In other words, the failure to imagine and pursue some alternative to this oligarchic project has real-world consequences that not only kill human beings, but undermine the collective agency of the majority of humanity. In order for this narrow minority to rejuvenate and resurrect themselves in a way that preserves their own privilege and power, they will have to sharply curtail the rights and agency of almost every other human being in every other sphere of society.

Elena Shaposhnikova, another artist who appears later in the book, wonders whether the end of death—or the arrival of a project promising to abolish it—might help us better imagine and pursue lives beyond capitalism:

“It seems to me that most of us tend to sublimate our current life conditions and all its problems, tragedies, and inequalities, and project this into future scenarios,” she said. “So while it’s easy to imagine and represent life in a society without money and with intergalactic travel, the plot invariably defaults to essentialist conflicts of power, heroism, betrayal, revenge, or something along these lines.”

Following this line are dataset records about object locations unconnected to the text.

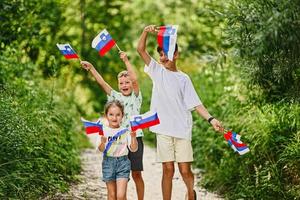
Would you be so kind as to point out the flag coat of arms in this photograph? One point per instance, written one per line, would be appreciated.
(67, 51)
(103, 42)
(166, 39)
(234, 140)
(92, 127)
(144, 121)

In a conversation with Shaposhnikova, Zhilyaev offers that cosmism might help fight the general fear of socialism as he understands it:

According to Marx, or even Lenin, socialism as a goal is associated with something else—with opportunities of unlimited plurality and playful creativity, wider than those offered by capitalism. … the universal museum producing eternal life and resurrection for all as the last necessary step for establishing social justice.

In the conversations that this book, cosmism emerges not simply as an ambition to resurrect the dead but to create, for the first time in human history, a civilization committed to egalitarianism and justice. So committed, in fact, that no part of the human experience—including death—would escape the frenzied wake of our restructuring.

It’s a nice thought, and something worth thinking about. Ours is not that world but in fact, one that is committed, above all else, to capital accumulation. There will be no resurrection for the dead—there isn’t even healthcare for most of the living, after all. Even in the Citadel of Capital, the heart of the World Empire, the belly of the beast, the richest country in human history, most are expected to fend for themselves as massive wealth transfers drain the public treasuries that might’ve funded some measure of protection from the pandemic, the economic meltdown, and every disaster lurking just out of sight. And yet, for all our plumage, our death cult still holds true to Adam Smith's observation in The Wealth of Nations: "All for ourselves, and nothing for other people, seems, in every age of the world, to have been the vile maxim of the masters of mankind."